Als Verbraucher ist man es heute gewohnt, dass das Meiste auf Knopfdruck funktioniert. Fernseher, Radio, Unterhaltungselektronik - viele dieser Geräte stehen im Stand-By-Modus dauerhaft unter Strom. Das ist bequem, aber auch teuer. So verbraucht allein Ihr Fernseher im Stand-By jährlich bis zu 100 kWh Energie, was bei einem Strompreis von 30 Cent bereits 30 Euro entspricht.

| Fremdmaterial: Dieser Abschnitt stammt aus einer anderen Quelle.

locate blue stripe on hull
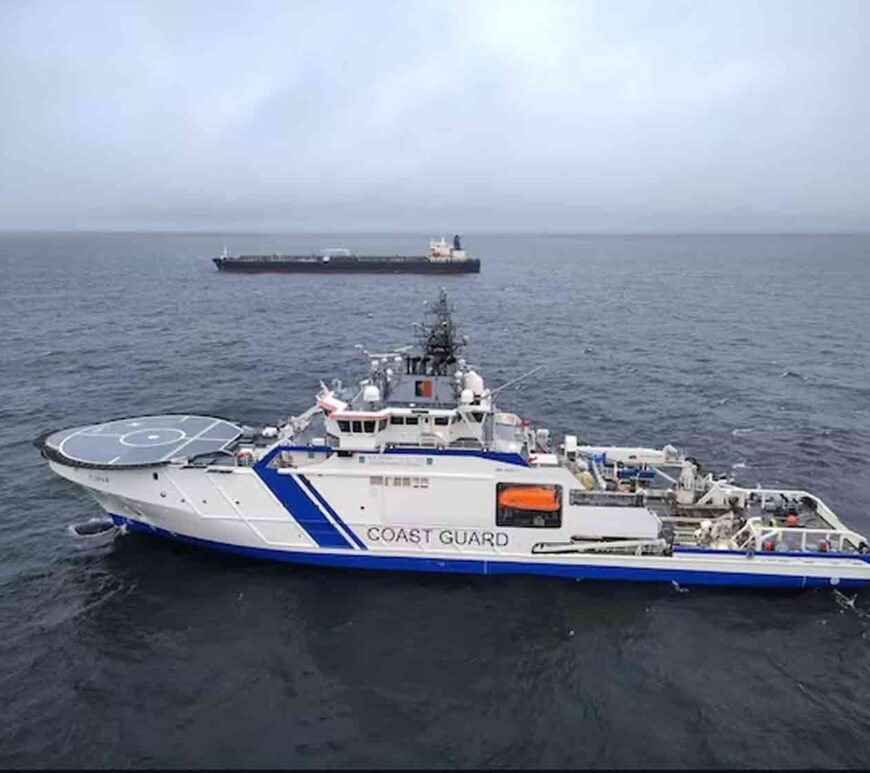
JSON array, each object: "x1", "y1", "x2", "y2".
[
  {"x1": 299, "y1": 473, "x2": 368, "y2": 550},
  {"x1": 254, "y1": 465, "x2": 353, "y2": 550},
  {"x1": 112, "y1": 516, "x2": 870, "y2": 588}
]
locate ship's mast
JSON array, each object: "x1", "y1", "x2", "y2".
[{"x1": 417, "y1": 287, "x2": 466, "y2": 376}]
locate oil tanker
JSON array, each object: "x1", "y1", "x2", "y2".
[{"x1": 213, "y1": 235, "x2": 480, "y2": 274}]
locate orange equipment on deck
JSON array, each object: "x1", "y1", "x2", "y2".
[{"x1": 498, "y1": 486, "x2": 559, "y2": 513}]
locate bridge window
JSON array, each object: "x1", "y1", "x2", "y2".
[{"x1": 495, "y1": 483, "x2": 562, "y2": 529}]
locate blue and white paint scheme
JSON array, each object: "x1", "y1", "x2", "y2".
[{"x1": 37, "y1": 291, "x2": 870, "y2": 588}]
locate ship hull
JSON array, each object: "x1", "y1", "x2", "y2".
[
  {"x1": 50, "y1": 452, "x2": 870, "y2": 588},
  {"x1": 213, "y1": 258, "x2": 480, "y2": 275},
  {"x1": 111, "y1": 514, "x2": 870, "y2": 590}
]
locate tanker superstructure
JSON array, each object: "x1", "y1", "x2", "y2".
[
  {"x1": 37, "y1": 290, "x2": 870, "y2": 587},
  {"x1": 213, "y1": 234, "x2": 480, "y2": 274}
]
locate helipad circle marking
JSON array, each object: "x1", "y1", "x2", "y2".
[{"x1": 118, "y1": 427, "x2": 187, "y2": 448}]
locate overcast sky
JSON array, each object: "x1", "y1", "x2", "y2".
[{"x1": 0, "y1": 0, "x2": 870, "y2": 233}]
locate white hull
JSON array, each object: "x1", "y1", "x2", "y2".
[{"x1": 51, "y1": 453, "x2": 870, "y2": 587}]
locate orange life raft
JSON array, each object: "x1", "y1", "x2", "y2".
[{"x1": 498, "y1": 486, "x2": 559, "y2": 513}]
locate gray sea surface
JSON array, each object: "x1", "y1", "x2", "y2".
[{"x1": 0, "y1": 233, "x2": 870, "y2": 767}]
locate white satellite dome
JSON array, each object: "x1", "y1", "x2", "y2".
[{"x1": 363, "y1": 384, "x2": 381, "y2": 403}]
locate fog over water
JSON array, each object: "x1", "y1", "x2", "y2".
[{"x1": 0, "y1": 0, "x2": 870, "y2": 233}]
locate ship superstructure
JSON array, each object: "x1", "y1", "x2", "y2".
[{"x1": 38, "y1": 291, "x2": 870, "y2": 587}]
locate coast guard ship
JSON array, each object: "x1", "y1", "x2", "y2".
[{"x1": 36, "y1": 290, "x2": 870, "y2": 588}]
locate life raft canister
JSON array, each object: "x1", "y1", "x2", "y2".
[{"x1": 498, "y1": 486, "x2": 559, "y2": 513}]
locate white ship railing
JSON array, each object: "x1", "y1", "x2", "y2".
[{"x1": 732, "y1": 518, "x2": 865, "y2": 553}]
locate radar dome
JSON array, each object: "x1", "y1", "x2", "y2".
[
  {"x1": 465, "y1": 370, "x2": 483, "y2": 395},
  {"x1": 363, "y1": 384, "x2": 381, "y2": 403}
]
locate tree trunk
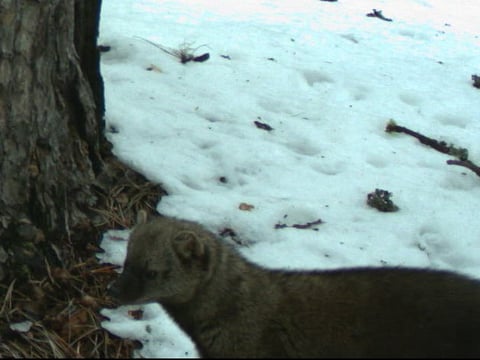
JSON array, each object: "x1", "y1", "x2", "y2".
[
  {"x1": 0, "y1": 0, "x2": 162, "y2": 284},
  {"x1": 0, "y1": 0, "x2": 106, "y2": 282}
]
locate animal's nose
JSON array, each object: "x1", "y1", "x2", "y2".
[{"x1": 107, "y1": 280, "x2": 119, "y2": 299}]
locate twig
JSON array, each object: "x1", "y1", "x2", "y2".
[
  {"x1": 367, "y1": 9, "x2": 393, "y2": 21},
  {"x1": 385, "y1": 120, "x2": 480, "y2": 176},
  {"x1": 447, "y1": 160, "x2": 480, "y2": 176},
  {"x1": 385, "y1": 120, "x2": 468, "y2": 160}
]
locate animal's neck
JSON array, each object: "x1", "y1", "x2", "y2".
[{"x1": 162, "y1": 243, "x2": 268, "y2": 337}]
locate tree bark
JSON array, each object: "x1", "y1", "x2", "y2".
[{"x1": 0, "y1": 0, "x2": 118, "y2": 280}]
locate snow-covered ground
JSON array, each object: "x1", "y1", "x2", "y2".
[{"x1": 99, "y1": 0, "x2": 480, "y2": 357}]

Experten raten daher dazu, den Großteil der Geräte vollständig abzuschalten. Was aber tun, wenn der Fernseher, wie heute oftmals üblich, gar keinen Einschaltknopf mehr besitzt? Hier bieten sich schaltbare Steckerleisten an, in denen die Geräte ganz einfach eingestöpselt und auf Knopfdruck vom Stromnetz getrennt werden können. Die Leisten eignen sich somit für alle Geräte, die nicht dauerhaft am Stromnetz hängen müssen.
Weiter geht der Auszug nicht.